National water agency PUB has developed a rainfall monitoring and prediction system capable of providing early heavy rainfall warnings, enhancing its response time to potential flash floods that may occur across Singapore.
The system merges the rainfall monitoring capability of X-band radars – which are typically used for localised weather monitoring, as well as air traffic control and maritime vessel navigation – with a nowcast model that forecasts the movement, growth and decay of rainclouds, enabling it to produce forecasts 30 minutes ahead of a rainfall event. It augments the data that PUB currently receives from the Meteorological Service Singapore for rainfall alerts.
In 2016, PUB started working with the Hydroinformatics Institute Ptd Ltd, as well as industrial electronics firm Furuno Singapore Pte Ltd, to develop a system that can provide quantitative rainfall forecast data. Three X-band radars – which are compact and suited for monitoring rainfall within short ranges of 30-50km – were installed in the northern, eastern and western parts of Singapore. Since their implementation in end-2018, the system has been able to produce 30-minute rainfall forecasts with an accuracy of 65%.
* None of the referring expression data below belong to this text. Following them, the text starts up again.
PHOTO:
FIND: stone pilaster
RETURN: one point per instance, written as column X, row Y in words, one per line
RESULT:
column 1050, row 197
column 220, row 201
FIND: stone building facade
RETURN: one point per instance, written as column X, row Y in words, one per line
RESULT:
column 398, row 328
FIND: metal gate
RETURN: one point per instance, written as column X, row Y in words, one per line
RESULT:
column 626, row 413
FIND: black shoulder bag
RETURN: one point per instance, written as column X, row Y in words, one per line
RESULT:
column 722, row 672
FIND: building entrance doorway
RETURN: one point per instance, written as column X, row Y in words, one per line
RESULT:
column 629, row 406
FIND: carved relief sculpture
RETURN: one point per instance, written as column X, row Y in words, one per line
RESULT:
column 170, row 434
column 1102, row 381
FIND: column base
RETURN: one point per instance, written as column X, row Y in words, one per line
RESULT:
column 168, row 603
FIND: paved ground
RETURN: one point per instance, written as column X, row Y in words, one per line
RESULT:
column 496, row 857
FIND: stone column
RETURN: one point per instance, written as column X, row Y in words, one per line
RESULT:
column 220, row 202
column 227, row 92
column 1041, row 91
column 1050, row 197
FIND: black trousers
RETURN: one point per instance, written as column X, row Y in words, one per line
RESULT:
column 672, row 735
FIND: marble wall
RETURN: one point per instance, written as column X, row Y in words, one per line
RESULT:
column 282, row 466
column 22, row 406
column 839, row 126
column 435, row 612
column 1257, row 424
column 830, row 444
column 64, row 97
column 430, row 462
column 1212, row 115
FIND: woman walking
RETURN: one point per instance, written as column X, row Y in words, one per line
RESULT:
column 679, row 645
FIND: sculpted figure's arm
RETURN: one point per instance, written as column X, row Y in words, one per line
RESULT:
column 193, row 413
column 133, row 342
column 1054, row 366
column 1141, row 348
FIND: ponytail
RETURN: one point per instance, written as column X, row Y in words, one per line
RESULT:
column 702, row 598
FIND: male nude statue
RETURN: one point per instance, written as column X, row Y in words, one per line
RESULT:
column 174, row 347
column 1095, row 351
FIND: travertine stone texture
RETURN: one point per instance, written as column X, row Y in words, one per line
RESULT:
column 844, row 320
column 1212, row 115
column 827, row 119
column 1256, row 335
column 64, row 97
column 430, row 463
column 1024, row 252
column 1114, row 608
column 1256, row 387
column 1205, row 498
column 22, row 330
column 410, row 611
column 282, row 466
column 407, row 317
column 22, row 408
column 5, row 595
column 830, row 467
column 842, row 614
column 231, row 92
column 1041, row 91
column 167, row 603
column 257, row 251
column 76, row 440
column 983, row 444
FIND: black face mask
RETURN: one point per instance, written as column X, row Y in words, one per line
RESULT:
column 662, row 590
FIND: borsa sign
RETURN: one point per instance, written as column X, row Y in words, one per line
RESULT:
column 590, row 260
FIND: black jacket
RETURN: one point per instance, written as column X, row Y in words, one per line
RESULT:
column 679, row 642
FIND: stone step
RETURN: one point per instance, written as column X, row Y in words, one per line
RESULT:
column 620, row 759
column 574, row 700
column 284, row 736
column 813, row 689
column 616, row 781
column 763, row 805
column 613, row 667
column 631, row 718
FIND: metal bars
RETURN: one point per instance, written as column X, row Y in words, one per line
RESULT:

X-band radar installed on the rooftop of Changi Water Reclamation Plant and the Woodlands NEWater Service Reservoir
At PUB’s Joint Operations Centre (JOC), duty officers who monitor an extensive network of CCTVs and water level sensors in drains and canals now utilise the rainfall monitoring and prediction system via a web interface that shows current and predicted radar rainfall images for the whole of Singapore. The system is capable of predicting the locations where heavy rainfall is expected, allowing the JOC to deploy PUB’s Quick Response Team (QRT) vehicles early (see infographic in Annex A) to potential flood locations. Once on site, officers will assess the situation and help direct traffic or deploy flood barriers to divert floodwaters, if necessary.
Over the next two years, PUB will implement three more X-band radars across the island. Doubling the number of radars will expand the overlapping fields of radar signal coverage while also addressing existing issues such as radar signal attenuation and blockage caused by buildings. A machine learning algorithm will also be incorporated into the system, which will further improve its overall accuracy in rainfall prediction.
Mr Yeo Keng Soon, PUB’s Director of Catchment and Waterways, said: “The rainfall monitoring and prediction system underlines our commitment to technological innovation and improve existing flood management measures.”
“In anticipation of more frequent extreme weather events due to climate change, we are tapping on technology to make sure that our officers can be deployed as quickly as possible in the event of heavy rainfall. We hope that this will help to reduce inconvenience to the public and keep them out of harm’s way.”